The organization made the decision to shut down fluoridation at two plants after receiving a report stating that the 30-year-old infrastructure was not delivering the correct level of fluoridation and repairs were needed.
Charles Barker, Wellington Water’s director of regulatory services, said fluoride had been halted while the report’s findings were being processed. He rejected any suggestion that should have informed the public earlier.
“We believe we used due diligence to ensure accurate information was provided as quickly as possible,” Barker said.
But Porirua Mayor Anita Baker said she was “pretty damn grumpy” after only learning about the move on Wednesday, and worried about what it meant for her area’s oral health.
Upper Hutt Mayor Wayne Guppy said it had raised questions about Wellington Water’s continued incompetence and said it had been “one drama after another”.
Wellington Mayor Andy Foster said he was “very concerned” and wanted answers for the lack of communication.
The problems aren’t new to Wellington Water, which two years ago knew its fluoride plants weren’t delivering reliable doses.
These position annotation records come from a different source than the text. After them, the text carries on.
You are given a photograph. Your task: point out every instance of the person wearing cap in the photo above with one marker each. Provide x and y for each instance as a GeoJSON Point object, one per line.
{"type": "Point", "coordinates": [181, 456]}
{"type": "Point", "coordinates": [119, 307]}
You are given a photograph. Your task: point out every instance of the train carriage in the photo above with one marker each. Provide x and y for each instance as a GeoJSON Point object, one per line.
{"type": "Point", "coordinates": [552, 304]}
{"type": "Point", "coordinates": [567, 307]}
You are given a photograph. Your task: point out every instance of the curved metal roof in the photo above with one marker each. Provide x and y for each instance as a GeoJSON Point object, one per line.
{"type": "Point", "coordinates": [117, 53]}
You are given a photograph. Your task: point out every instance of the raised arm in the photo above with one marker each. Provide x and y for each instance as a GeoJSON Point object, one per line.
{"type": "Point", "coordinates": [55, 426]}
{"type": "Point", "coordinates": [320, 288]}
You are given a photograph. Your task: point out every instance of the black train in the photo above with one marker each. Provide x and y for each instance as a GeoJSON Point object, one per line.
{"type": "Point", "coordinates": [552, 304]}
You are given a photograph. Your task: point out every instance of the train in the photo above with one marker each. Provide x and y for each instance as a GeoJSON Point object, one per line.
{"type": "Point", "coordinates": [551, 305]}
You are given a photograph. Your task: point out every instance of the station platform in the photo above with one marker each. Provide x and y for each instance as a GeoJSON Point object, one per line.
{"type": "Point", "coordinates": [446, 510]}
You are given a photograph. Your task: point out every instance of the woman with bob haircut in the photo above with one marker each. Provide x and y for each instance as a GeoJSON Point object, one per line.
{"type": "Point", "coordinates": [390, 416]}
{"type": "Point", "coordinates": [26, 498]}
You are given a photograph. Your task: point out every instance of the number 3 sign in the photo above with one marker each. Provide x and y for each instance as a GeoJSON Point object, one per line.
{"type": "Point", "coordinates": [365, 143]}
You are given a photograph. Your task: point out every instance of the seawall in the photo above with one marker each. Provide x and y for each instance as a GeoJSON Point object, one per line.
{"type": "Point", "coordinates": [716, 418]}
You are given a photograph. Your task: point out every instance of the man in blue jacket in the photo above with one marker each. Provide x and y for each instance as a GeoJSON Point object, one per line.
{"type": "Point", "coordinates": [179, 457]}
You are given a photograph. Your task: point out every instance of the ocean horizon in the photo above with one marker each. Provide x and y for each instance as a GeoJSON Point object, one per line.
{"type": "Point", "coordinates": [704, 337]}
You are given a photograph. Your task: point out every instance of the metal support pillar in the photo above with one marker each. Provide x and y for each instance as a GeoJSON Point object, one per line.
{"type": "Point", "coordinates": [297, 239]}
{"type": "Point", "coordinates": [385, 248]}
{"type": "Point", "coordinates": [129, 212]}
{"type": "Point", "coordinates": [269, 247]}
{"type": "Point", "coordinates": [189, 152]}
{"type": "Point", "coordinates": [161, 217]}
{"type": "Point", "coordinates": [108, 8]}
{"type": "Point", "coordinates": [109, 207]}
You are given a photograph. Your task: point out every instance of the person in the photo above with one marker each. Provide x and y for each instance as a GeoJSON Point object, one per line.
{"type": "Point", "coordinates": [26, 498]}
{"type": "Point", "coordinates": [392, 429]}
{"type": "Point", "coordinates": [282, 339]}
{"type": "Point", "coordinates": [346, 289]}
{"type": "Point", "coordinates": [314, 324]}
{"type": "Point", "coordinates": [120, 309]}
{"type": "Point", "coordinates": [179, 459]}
“We’ve found that the plant isn’t dosing accurately as it ages. I want to stress that at no point did we overdose on fluoride, but what we noticed is that it was under-fluorinated,” Barker said.
The Dental Association said it was “very concerned” to hear the news.
“While we recognize that there are significant concerns about aging infrastructure, our primary concern is the dental health of affected communities,” said Dr. Rob Beaglehole, New Zealand Dental Association spokesman for water fluoridation in the community.
“This will impact the communities of Upper Hutt, Porirua and Wellington, which are already affected by oral health inequalities.”
It will take six to nine months to repair the water treatment plants and put fluoride back into Wellington’s water.
Meanwhile, the association is urging people to use fluoridated toothpaste.